Exercise 7.20 of blue Rudin (Principles of Mathematical Analysis), 3rd edition, says:
If $f$ is continuous on $[0,1]$ and if $\int_0^1f(x)x^n\,dx = 0, (n=0,1,2,\ldots),$ prove that $f(x)=0$ on $[0,1].$
One proof: Let $\{p_n\}$ be a sequence of polynomials uniformly approximating $f.$ Then $p_nf\rightarrow f^2$ uniformly too. Then $\lim_{n\to\infty}\int_0^1p_n(x)f(x)\,dx = 0 = \int_0^1f^2(x)\,dx,$ since we can interchange the integral and the limit. Since $f^2$ is continuous, we have $f^2=0$ and thus $f=0$ too.

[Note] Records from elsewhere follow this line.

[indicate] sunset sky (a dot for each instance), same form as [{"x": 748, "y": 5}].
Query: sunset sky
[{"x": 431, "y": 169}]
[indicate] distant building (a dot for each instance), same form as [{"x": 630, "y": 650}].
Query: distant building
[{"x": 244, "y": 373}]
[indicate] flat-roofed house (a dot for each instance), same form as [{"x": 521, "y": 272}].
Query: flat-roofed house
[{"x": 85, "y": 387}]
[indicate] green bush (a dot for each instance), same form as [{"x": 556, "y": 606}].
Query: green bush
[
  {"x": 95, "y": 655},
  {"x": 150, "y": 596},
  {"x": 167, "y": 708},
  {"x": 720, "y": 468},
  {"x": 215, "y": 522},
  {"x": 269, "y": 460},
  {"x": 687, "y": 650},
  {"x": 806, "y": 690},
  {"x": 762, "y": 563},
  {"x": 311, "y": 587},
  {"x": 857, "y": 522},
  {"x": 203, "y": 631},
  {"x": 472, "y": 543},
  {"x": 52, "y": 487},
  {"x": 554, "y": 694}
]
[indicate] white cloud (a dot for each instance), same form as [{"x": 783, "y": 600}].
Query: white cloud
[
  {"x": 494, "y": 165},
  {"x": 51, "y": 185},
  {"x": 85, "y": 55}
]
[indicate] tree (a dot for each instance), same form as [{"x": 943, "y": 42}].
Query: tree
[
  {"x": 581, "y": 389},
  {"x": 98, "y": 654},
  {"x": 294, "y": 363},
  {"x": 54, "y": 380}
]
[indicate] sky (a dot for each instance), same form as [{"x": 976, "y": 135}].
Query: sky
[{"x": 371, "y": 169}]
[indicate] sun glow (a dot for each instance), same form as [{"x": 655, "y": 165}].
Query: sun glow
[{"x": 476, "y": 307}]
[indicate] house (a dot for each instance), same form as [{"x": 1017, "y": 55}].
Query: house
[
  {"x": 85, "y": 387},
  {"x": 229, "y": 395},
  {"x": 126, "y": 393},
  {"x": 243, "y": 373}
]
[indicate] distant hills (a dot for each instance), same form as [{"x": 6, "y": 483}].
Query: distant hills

Now, my question is if we drop the assumption that $\int_0^1f(x)\,dx = 0,$ does the result still hold? Slightly rephrased,
If $f$ is continuous on $[0,1]$ and satisfies $\int_0^1f(x)x^n\,dx = 0, (n=1,2,3,\ldots),$ is $f=0$ on $[0,1]?$
If $f(0) = 0$ then this is true. In this case, extend $f$ to an odd function on $[-1,1].$ Take a sequence of polynomials $\{q_n\}$ uniformly approximating $f.$ Then the sequence ${\frac{q_n(x)-q_n(-x)}{2}}$ is an approximation of $f$ without a constant term, and we can apply the same trick as above.
So,we only need to look at the case when $f(0)\neq 0.$ Does anyone know a proof, or have a counterexample to this generalized statement?